Cherry Cheesecake Blondies
We’ve added a decadent cheesecake layer to these chewy blondies. Raspberries would make a great alternative to cherries.
Hands-on time 20min, plus cooling and chilling. Cooking time about 1hr. Serves 16
FOR THE COMPOTE
½tbsp cornflour
400g tin cherries in syrup, drained and 1tbsp syrup reserved 2tbsp caster sugar FOR THE CHEESECAKE LAYER
175g full-fat cream cheese 2tbsp caster sugar 1 medium egg
1tsp vanilla bean paste 1tbsp plain flour
FOR THE BLONDIE 250g unsalted butter, melted, plus extra to grease
150g light brown soft sugar
100g caster sugar
3 medium eggs, beaten 1tsp vanilla bean paste 175g plain flour
½tsp baking powder 150g white chocolate, roughly chopped
1 Preheat oven to 180°C (160°C fan) mark 4 and grease and line a 20.5cm square tin with baking parchment. To make the compote, mix the cornflour and reserved syrup in a small pan. Add cherries and sugar and bring to the boil, stirring occasionally, over high heat. Bubble for 5min, until reduced and slightly thickened. Cool.
2 In a medium bowl, whisk cheesecake layer ingredients together, until combined. Set aside.
3 For the blondie, in a large bowl, mix sugars and melted butter. Next, mix in eggs and vanilla, followed by flour, baking powder and white chocolate, until combined.

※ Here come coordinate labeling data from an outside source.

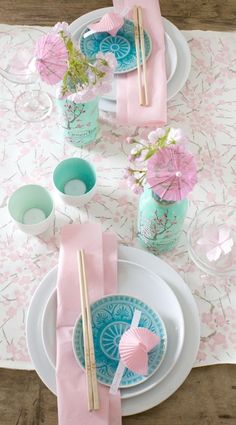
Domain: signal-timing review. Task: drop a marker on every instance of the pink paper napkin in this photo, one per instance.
(101, 269)
(128, 110)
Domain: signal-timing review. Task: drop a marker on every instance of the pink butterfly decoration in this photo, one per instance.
(216, 241)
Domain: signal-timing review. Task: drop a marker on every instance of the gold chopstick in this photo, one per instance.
(141, 35)
(137, 46)
(90, 365)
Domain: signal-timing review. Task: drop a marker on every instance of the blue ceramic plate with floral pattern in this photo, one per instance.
(111, 317)
(122, 45)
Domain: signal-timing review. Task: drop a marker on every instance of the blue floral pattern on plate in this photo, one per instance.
(111, 317)
(122, 45)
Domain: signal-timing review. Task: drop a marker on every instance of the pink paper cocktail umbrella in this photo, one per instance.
(134, 347)
(51, 58)
(171, 173)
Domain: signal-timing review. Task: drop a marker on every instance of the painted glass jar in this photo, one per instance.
(79, 121)
(160, 222)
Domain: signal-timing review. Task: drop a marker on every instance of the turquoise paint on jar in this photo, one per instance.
(160, 222)
(79, 121)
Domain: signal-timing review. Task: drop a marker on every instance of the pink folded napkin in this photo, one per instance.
(101, 270)
(128, 110)
(134, 347)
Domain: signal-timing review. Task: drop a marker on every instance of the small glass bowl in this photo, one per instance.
(218, 217)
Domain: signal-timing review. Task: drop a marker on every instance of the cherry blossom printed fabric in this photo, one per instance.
(205, 109)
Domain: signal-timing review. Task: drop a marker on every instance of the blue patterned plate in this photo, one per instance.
(122, 45)
(111, 317)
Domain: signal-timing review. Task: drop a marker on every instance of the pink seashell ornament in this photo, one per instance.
(134, 346)
(111, 22)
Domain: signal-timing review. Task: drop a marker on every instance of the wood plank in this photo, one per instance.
(186, 14)
(207, 397)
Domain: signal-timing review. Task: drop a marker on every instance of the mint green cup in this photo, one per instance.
(32, 209)
(75, 181)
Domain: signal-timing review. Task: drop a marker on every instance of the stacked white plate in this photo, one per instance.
(178, 56)
(143, 276)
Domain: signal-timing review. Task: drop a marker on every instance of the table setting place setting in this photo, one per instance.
(118, 218)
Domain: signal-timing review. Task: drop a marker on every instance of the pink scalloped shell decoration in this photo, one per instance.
(111, 22)
(134, 347)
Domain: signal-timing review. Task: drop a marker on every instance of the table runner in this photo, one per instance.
(206, 109)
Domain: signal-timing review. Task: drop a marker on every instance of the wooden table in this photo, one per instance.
(207, 397)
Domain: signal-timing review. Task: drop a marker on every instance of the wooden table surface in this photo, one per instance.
(208, 395)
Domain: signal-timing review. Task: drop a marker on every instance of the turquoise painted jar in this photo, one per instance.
(160, 222)
(79, 121)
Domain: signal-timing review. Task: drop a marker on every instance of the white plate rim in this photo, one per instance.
(184, 364)
(143, 386)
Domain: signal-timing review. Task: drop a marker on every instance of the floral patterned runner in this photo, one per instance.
(205, 109)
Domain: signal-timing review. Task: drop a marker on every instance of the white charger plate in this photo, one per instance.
(131, 278)
(184, 364)
(183, 64)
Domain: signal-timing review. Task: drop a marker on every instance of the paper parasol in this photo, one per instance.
(134, 347)
(51, 58)
(171, 173)
(111, 22)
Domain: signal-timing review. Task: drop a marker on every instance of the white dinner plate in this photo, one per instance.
(179, 78)
(131, 278)
(185, 362)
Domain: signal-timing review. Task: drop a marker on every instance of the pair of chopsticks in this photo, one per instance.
(140, 47)
(90, 365)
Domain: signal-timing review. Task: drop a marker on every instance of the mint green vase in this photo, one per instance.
(160, 223)
(79, 121)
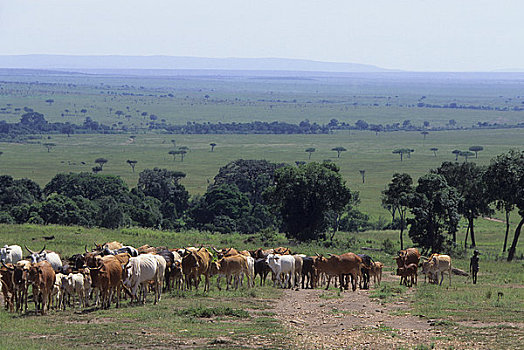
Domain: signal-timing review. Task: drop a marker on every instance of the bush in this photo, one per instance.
(388, 246)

Scrape into prepared tin and smooth to level.
4 Dollop cheesecake mixture on to blondie base and swirl into batter with a skewer. Dot over cherry compote. Bake for 50min, or until golden and set. Cool completely in tin, then chill for at least 2hr.
5 Transfer to a board, slice into 16 squares and serve. PER SERVING 341cals, 4g protein, 20g fat (12g saturates), 36g carbs (27g total sugars), 1g fibre TO STORE Store in an airtight container in the fridge for up to 5 days.